In Chapter 13, allowing fees as an administrative expense against the estate, where the estate did not benefit, is a particular problem because the debtor's future disposable[2] income is a part of the estate and must be devoted to a repayment plan. 11 U.S.C. §§ 1306, 1322(a). In general, there is no means of payment available until after the case is completed and the debtor's disposable income is no longer devoted to plan payments. Here, the basis for disallowance is not before the Court and Jensen did not appeal that order. Thus, this Court cannot reach the issue of whether these fees should have been allowed. Rather, Jensen appeals from an order holding that he cannot collect the fees that were previously disallowed.

The trial court cast the order at issue in terms of a dischargeable debt. In law, only prepetition debts[3] are subject to discharge through bankruptcy. Debt is defined in 11 U.S.C. § 101(12) as "liability on a claim." Claim is defined, among other things, as a right to payment. 11 U.S.C. § 101(5). A creditor is "an entity that has a claim against the debtor that arose at the time of or before the order for relief concerning the debtor; . . . or . . . [an] entity that has a claim against the estate of a kind specified" under certain subsections of sections 348 and 502. 11 U.S.C. § 101(10). Generally, a debtor is discharged in Chapter 13 of any prepetition debt provided for in the plan or disallowed under 11 U.S.C. § 502. 11 U.S.C. § 1328. Attorney's fees are allowed (or denied) under 11 U.S.C. § 330, and to the extent that they are rendered and allowed in connection with the bankruptcy case, are administrative expenses. Section 503(b)(2) incorporates 11 U.S.C. § 330. Simply put, the Code does not discharge fees awarded under 11 U.S.C. § 330. Rather, fees are disallowed, allowed as an administrative expense, or allowed but must be paid by the debtor directly and not from the estate. Here, the fees Jensen now seeks to collect from the debtor were disallowed — thus there was nothing to discharge.

The trial court had already determined the reasonableness of the fees and awarded less than requested. Jensen was never entitled to any additional fees because, under § 330, no additional fee was allowed. Absent court approval, neither the debtor nor the estate was ever liable for the difference. Any argument over whether the fee was discharged is a red herring as there was no debt to discharge.[4] Because the Court concludes that the trial court reached the right conclusion — that Jensen may not collect the fees it had disallowed — but for the wrong reason, this Court AFFIRMS the order of the trial court.

NOTES

[1] Section 330(a) was amended by the Bankruptcy Reform Act of 1994, Pub.L. No. 103-394, § 224(b), 108 Stat. 4106, 4130-31 (1994). Because the underlying bankruptcy case was filed prior to October 22, 1994, the effective date of the act, this amendment has no effect here. Id., § 702(b)(1), 108 Stat. at 4150.

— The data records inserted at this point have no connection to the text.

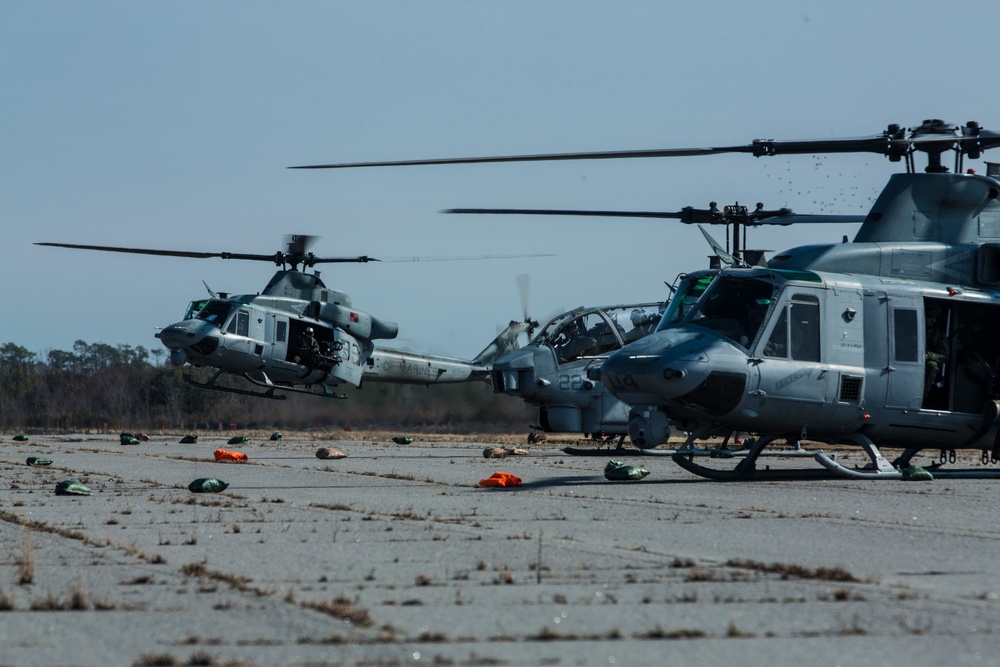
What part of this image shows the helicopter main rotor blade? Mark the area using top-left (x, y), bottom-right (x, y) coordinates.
top-left (442, 208), bottom-right (865, 226)
top-left (35, 243), bottom-right (379, 263)
top-left (442, 208), bottom-right (682, 218)
top-left (35, 243), bottom-right (274, 262)
top-left (289, 119), bottom-right (1000, 169)
top-left (376, 253), bottom-right (555, 262)
top-left (289, 148), bottom-right (730, 169)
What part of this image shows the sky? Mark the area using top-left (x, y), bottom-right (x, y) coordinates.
top-left (0, 0), bottom-right (1000, 366)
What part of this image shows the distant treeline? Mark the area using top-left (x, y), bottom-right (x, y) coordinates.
top-left (0, 340), bottom-right (534, 433)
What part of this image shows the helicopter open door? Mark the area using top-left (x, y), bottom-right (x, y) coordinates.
top-left (330, 329), bottom-right (365, 387)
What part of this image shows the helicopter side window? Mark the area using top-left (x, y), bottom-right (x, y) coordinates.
top-left (226, 310), bottom-right (250, 336)
top-left (789, 294), bottom-right (819, 361)
top-left (764, 308), bottom-right (788, 359)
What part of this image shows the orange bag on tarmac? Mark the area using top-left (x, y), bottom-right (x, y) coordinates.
top-left (479, 472), bottom-right (521, 487)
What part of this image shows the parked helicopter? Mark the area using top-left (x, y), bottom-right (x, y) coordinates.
top-left (36, 234), bottom-right (540, 399)
top-left (454, 202), bottom-right (864, 455)
top-left (294, 119), bottom-right (1000, 479)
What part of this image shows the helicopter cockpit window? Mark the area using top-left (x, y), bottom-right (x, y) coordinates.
top-left (688, 276), bottom-right (774, 347)
top-left (604, 303), bottom-right (666, 344)
top-left (656, 274), bottom-right (715, 331)
top-left (195, 299), bottom-right (233, 327)
top-left (226, 310), bottom-right (250, 336)
top-left (549, 313), bottom-right (622, 363)
top-left (184, 299), bottom-right (208, 320)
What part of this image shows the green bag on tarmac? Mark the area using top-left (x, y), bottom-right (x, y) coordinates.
top-left (188, 477), bottom-right (229, 493)
top-left (604, 459), bottom-right (649, 482)
top-left (56, 479), bottom-right (94, 496)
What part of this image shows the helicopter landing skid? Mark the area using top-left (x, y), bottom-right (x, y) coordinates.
top-left (183, 373), bottom-right (288, 401)
top-left (816, 445), bottom-right (1000, 479)
top-left (243, 374), bottom-right (347, 399)
top-left (672, 435), bottom-right (835, 482)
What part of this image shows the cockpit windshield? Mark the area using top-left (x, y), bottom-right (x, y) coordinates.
top-left (184, 299), bottom-right (208, 320)
top-left (656, 273), bottom-right (718, 331)
top-left (686, 275), bottom-right (776, 347)
top-left (195, 299), bottom-right (234, 327)
top-left (531, 303), bottom-right (664, 363)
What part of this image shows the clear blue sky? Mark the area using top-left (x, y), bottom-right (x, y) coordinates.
top-left (0, 0), bottom-right (1000, 357)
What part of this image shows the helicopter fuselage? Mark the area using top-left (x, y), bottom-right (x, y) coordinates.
top-left (492, 303), bottom-right (665, 435)
top-left (601, 269), bottom-right (1000, 450)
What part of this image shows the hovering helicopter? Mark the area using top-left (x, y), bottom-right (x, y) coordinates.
top-left (444, 202), bottom-right (864, 455)
top-left (292, 119), bottom-right (1000, 479)
top-left (36, 234), bottom-right (540, 399)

[2] Disposable income is essentially the debtor's income after deductions are made for taxes, insurance, child support and alimony, other living expenses, and payments on secured debts where the debtor is retaining the collateral under the plan. See, e.g., 2 KEITH LUNDIN, CHAPTER 13 BANKRUPTCY §§ 5.36, 5.37 (2d ed.1994). While some courts allow a small cushion for unexpected expenses, for the most part, virtually any income not devoted to current living expenses or payments to secured creditors must be paid into the plan.

[3] In Chapter 13, certain postpetition debts may be brought into the plan. 11 U.S.C. § 1305.

[4] The Court has considered and rejects Jensen's other arguments that he is entitled to the difference since he: (1) waived his right to claim the difference as an administrative expense; (2) is allowed to work out a separate arrangement with the debtor under § 1322; and (3) is authorized by case law to pursue the debtor individually. Jensen cannot collect any amount not allowed by the trial court under § 330.